B. İstinaf Sebepleri
Davacı vekili istinaf dilekçesinde özetle; bilirkişiler tarafından yapılan hesaplamaların yanlış olduğunu, bu nedenle alacak miktarının fazla hesaplandığını, mücbir sebebin hesaplamada %10 ile sınırlandırılmasının hakkaniyete aykırı olduğunu, sözleşmenin genel işlem şartları içerdiğini, müdahale etme imkanlarının olmadığını, sözleşmenin edimler arasında dengesizlik içerdiğini, davacının iradesinin sakatlandığını, davalının her yıl eksik alım nedeniyle haklarını saklı tutmadığını ve alacak hakkını kaybettiğini, birleşen dava yönünden ise 2014 yılında fazla çekilen miktarın daha önceden eksik alınan miktarların telafisi niteliğinde olduğunu, dosyaya sunulan uzman görüşünün dikkate alınması gerektiğini belirterek, yerel mahkeme kararının kaldırılmasını istemiştir.

C. Gerekçe ve Sonuç
Bölge Adliye Mahkemesinin yukarıda tarih ve sayısı belirtilen kararı ile hükme esas alınan hüküm kurmaya ve denetime elverişli bilirkişi raporunda asıl davanın konusu olan asgari alım taahhüdü hesabının sözleşmeye göre yapıldığı ve kesilen faturaya uygun olduğu, birleşen davada fazladan çekilen doğalgazın zamlı faturalandırılacağının sözleşmede düzenlendiği, davacı tarafından herhangi bir çekince koyulmadan sözleşmelerin imzalandığı, her yıl imzalanan sözleşmelerin temel hükümlerinin aynı olduğu, mahkemece, yargılamanın usul kurallarına uygun olarak yapıldığı ve kamu düzenine aykırılık hallerinin bulunmadığı gerekçesiyle davacı vekilinin istinaf başvurusunun esastan reddine karar verilmiştir.

V. TEMYİZ
A. Temyiz Yoluna Başvuranlar
Bölge Adliye Mahkemesinin yukarıda belirtilen kararına karşı süresi içinde davacı vekili temyiz isteminde bulunmuştur.

B. Temyiz Sebepleri
Davacı vekili temyiz dilekçesinde özetle; istinaf dilekçesindeki beyanlarını tekrar ederek kararın bozulmasını istemiştir.

C. Gerekçe
1. Uyuşmazlık ve Hukuki Nitelendirme
Dava, menfi tespit ve istirdat istemine istemine ilişkin olup, uyuşmazlık, davalının sözleşme hükümlerine aykırı davranarak eksik yada fazla gaz çekimi yapıp yapmadığına ilişkindir.

2. İlgili Hukuk
6100 sayılı Hukuk Muhakemeleri Kanunu’nun (6100 sayılı Kanun) 369 uncu maddesinin birinci fıkrası ile 370 ve 371 inci maddeleri. 2004 sayılı İcra ve İflâs Kanunu’nun 72 nci maddesi.

3. Değerlendirme
1.Bölge adliye mahkemelerinin nihai kararlarının bozulması 6100 sayılı Kanun’un 371 inci maddesinde yer alan sebeplerden birinin varlığı hâlinde mümkündür.
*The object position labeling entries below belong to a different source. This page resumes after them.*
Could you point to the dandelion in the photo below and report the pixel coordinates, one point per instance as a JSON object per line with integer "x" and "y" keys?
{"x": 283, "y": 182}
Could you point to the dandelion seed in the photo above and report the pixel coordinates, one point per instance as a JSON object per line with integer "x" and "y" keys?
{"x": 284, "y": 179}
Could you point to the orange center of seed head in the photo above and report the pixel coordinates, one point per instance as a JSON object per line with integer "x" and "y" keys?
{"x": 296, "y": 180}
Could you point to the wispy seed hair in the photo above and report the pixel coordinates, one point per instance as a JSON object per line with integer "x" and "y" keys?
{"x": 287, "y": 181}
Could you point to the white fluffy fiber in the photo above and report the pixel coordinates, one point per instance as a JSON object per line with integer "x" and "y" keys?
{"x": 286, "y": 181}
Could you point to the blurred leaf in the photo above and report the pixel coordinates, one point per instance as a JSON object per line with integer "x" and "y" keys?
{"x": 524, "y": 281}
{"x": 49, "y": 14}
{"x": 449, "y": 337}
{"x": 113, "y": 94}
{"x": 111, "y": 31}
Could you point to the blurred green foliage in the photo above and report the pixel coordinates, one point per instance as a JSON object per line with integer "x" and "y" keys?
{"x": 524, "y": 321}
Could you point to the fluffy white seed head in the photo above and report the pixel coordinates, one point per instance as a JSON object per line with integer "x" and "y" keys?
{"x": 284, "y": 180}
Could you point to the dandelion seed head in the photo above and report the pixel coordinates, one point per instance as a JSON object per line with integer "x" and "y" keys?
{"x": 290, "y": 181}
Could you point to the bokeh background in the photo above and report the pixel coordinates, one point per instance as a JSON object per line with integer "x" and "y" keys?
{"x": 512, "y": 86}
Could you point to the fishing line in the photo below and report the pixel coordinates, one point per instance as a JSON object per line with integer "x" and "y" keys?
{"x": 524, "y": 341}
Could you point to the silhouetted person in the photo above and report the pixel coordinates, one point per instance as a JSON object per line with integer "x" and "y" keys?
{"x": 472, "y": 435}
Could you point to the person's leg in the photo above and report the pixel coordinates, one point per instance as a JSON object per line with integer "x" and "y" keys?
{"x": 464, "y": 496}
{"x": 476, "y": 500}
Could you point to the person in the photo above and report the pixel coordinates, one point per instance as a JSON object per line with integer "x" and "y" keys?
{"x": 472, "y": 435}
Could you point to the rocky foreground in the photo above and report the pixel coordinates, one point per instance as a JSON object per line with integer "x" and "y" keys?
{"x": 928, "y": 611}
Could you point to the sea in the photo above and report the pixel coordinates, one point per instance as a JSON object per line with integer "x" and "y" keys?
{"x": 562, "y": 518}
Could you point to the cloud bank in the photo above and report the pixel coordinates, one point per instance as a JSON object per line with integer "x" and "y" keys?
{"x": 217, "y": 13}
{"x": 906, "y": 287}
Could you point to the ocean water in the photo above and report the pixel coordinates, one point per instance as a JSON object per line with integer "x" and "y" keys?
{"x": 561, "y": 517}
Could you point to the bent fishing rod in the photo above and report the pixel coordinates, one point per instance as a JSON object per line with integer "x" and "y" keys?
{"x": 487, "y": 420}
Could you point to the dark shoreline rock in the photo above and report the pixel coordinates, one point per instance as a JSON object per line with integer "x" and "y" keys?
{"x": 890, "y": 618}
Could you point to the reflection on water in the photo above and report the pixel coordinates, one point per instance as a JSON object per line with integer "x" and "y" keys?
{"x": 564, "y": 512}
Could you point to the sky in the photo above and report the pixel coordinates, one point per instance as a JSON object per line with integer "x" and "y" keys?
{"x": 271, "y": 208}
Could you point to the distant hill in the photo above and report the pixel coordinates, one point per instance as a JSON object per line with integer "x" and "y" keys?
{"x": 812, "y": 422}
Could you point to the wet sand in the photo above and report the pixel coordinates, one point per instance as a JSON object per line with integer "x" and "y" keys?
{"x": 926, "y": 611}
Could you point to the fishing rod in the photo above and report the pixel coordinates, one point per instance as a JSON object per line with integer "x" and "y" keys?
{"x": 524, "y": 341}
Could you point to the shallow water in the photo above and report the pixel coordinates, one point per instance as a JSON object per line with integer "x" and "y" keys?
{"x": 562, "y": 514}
2.Temyizen incelenen karar, tarafların karşılıklı iddia ve savunmalarına, dayandıkları belgelere, uyuşmazlığa uygulanması gereken hukuk kuralları ile hukuki ilişkinin nitelendirilmesine, dava şartlarına, yargılama ve ispat kuralları ile kararda belirtilen gerekçelere göre usul ve kanuna uygun olup davacı vekilince temyiz dilekçesinde ileri sürülen nedenler kararın bozulmasını gerektirecek nitelikte görülmemiştir.

VI. KARAR
Açıklanan sebeplerle;
Temyiz olunan Bölge Adliye Mahkemesi kararının 6100 sayılı Kanun’un 370 inci maddesinin birinci fıkrası uyarınca ONANMASINA,

Takdir olunan 8.400,00 TL duruşma vekalet ücretinin davacıdan alınarak davalıya verilmesine,

Aşağıda yazılı temyiz giderinin temyiz edene yükletilmesine,

Dosyanın İlk Derece Mahkemesine, kararın bir örneğinin Bölge Adliye Mahkemesine gönderilmesine,

20.09.2023 tarihinde oy birliğiyle karar verildi.